ラシックスでギターのデュオと知って、勝手にアコギのデュオだと決め付け。オレは鬼怒のアコギが好き。今までに今堀のアコギを聴く機会はほんのわずかだったので、それも鬼怒のアコギを聴くという事と同じぐらいの楽しみ。



1stはそのアコギでのデュオ。3曲ほどだったか。2ndはエレキで2曲ほどやった後、鬼怒がアコギを弾きたくなったらしくまたしてもアコギに戻る。そしてアンコールで再びエレキ。

奇を衒う必要の無い、ギターを弾くという行為が芳醇な奏者2人の演奏。やはり凄い。ノイジーなものを全く必要とせず、正統に洗練されてきた音が聴こえてくるので、もしかすると人によっては退屈かもしれないけれど。



MM3月号の坂本龍一のインタビューに書かれていた興味深いところを勝手に。

インタビュアーが19世紀半ばにつくられたアメリカのギターを手に入れたけれど、これでどんな音楽が奏でられていたのかという事を事実として知らないと話し(当時の音楽を知らないという事)、この楽器で、とんでもない音楽が演奏されていたんじゃないかと考えたらしい。それを受けた坂本教授は、「Derek Baileyみたいな」と加えている。

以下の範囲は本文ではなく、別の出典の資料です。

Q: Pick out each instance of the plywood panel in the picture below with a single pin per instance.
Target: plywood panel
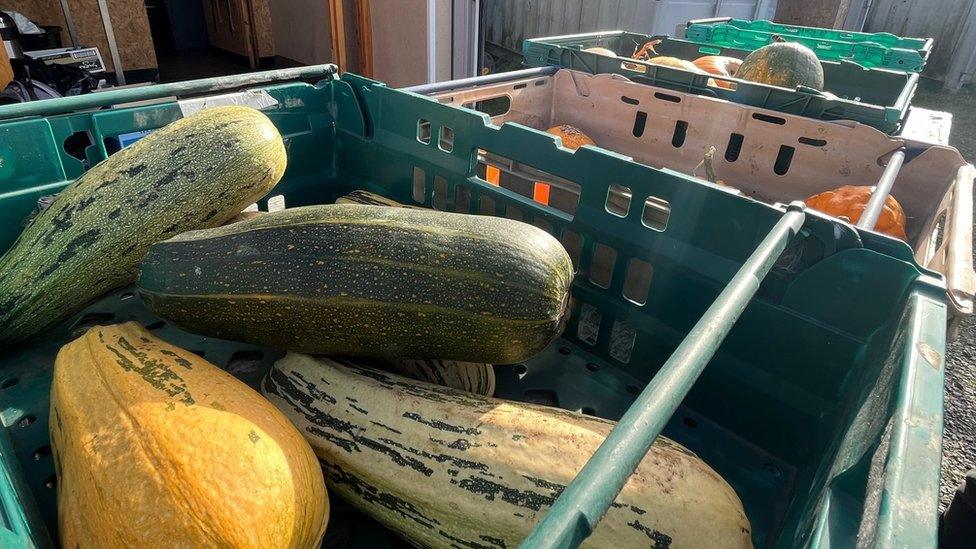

今、音楽を演奏する楽器として、ギターとかピアノとかドラム・セットとか管楽器とか、色々すぐに頭に浮かぶけれど、それらが生まれてからここまで、常に洗練されながら残ってきたのだと思う。だからそれらの楽器が持つ音色は、全くありふれていない。



客席がちょっとビックリ。数えたわけじゃないのでハッキリはわからないけれど、女性が過半数だったかも。今まで見たライブでこんな事なかったな。